La réintégration des enfants-soldats semble en bonne voie, même si des efforts restent encore à faire. 70% d’entre eux iraient à l’école et 95% n’auraient plus de contact avec leurs anciens chefs.

Cependant, les mesures gouvernementales oublient souvent de prendre en compte les besoins spéciaux des filles enrôlées dans les forces armées ou victimes de la guerre. Beaucoup ont été violées ou mariées de force et sont aujourd’hui rejetées par leurs communautés d’origine.

Le gouvernement ne fait pas non plus suffisamment d’efforts pour ramener les enfants déplacés pendant la guerre dans leurs familles, ce qui les condamne à vivre dans la rue ou les expose aux réseaux de traite d’enfants.

Discrimination

A cause de la guerre, les enfants handicapés sont particulièrement nombreux. 16% de la population libérienne serait handicapée. Les personnes handicapées souffrent de discrimination dans l’accès au soin, à l’école ou au travail, surtout dans les zones rurales. Certaines croyances très ancrées dans la société et liées à la sorcellerie déforment les causes du handicap et poussent les familles et la population à rejeter ces personnes.
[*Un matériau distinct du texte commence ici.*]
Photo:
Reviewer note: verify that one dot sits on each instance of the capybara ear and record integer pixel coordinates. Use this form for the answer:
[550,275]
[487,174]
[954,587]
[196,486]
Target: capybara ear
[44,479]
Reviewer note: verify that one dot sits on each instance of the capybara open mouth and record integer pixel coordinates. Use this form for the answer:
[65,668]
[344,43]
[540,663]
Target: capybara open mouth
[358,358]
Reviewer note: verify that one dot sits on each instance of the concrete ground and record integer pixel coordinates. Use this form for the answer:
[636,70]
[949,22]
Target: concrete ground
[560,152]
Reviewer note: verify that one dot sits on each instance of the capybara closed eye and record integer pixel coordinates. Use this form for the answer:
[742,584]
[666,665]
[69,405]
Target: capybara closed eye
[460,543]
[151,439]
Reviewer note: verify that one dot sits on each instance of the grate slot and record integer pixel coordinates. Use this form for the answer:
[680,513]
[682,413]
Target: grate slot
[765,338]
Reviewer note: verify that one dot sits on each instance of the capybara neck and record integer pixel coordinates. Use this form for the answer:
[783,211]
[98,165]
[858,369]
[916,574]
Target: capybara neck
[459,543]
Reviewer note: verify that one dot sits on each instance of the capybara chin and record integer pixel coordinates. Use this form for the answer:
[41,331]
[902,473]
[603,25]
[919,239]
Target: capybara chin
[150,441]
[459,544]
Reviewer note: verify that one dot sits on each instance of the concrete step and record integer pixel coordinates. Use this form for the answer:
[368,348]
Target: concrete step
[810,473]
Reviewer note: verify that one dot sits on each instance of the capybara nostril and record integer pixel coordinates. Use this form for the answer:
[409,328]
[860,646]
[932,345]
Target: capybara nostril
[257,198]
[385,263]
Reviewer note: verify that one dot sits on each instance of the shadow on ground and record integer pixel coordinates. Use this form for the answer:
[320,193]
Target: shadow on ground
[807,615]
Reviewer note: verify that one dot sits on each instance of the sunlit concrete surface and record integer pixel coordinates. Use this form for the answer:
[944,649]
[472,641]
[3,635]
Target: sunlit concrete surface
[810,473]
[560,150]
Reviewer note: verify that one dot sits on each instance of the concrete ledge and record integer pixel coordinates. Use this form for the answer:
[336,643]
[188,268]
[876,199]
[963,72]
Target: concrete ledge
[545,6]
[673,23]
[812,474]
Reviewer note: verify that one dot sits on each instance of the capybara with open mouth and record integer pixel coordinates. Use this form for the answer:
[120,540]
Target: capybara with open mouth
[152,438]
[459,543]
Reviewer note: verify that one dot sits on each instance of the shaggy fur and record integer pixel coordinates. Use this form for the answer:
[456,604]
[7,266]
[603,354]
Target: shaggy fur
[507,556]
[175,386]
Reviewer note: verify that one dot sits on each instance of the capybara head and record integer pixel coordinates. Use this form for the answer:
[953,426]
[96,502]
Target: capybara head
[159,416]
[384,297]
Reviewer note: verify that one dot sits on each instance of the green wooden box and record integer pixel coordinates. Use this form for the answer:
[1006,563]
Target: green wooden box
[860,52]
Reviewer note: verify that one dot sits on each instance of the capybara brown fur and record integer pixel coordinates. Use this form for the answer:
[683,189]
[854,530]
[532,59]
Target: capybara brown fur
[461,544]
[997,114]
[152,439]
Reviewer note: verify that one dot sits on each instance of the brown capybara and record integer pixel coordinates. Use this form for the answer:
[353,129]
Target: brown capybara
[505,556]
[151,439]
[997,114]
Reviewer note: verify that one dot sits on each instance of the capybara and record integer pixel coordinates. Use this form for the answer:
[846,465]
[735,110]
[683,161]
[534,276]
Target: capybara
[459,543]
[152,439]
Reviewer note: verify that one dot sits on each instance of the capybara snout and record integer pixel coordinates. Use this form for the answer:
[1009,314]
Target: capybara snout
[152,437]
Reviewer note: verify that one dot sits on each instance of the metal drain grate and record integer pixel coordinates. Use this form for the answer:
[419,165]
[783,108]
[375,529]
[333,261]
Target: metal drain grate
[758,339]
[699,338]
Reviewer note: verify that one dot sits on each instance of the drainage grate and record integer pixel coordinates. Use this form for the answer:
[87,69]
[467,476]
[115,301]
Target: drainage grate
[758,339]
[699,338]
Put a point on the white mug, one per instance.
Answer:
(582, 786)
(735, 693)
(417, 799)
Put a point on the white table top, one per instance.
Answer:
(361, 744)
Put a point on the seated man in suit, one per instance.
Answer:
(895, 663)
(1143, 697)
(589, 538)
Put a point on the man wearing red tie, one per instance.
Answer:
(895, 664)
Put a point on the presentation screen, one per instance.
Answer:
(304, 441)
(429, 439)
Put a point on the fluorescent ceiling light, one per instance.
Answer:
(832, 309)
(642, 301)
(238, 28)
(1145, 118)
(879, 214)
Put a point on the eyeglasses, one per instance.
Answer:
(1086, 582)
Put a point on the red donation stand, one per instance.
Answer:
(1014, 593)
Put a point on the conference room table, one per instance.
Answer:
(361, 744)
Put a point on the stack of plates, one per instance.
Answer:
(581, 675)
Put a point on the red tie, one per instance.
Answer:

Les filles souffrent également de discrimination, principalement à cause du rôle plus important traditionnellement donné aux garçons, du manque d’action du gouvernement pour changer ces croyances et de l’incapacité de la justice à punir ceux qui bafouent leurs droits. Les filles font moins d’études (seules 14% d’entre-elles vont à l’école secondaire). Elles ont de plus grandes chances d’être violées ou d’être mariées plus jeunes. Elles sont également plus souvent victimes de violences physiques ou sexuelles.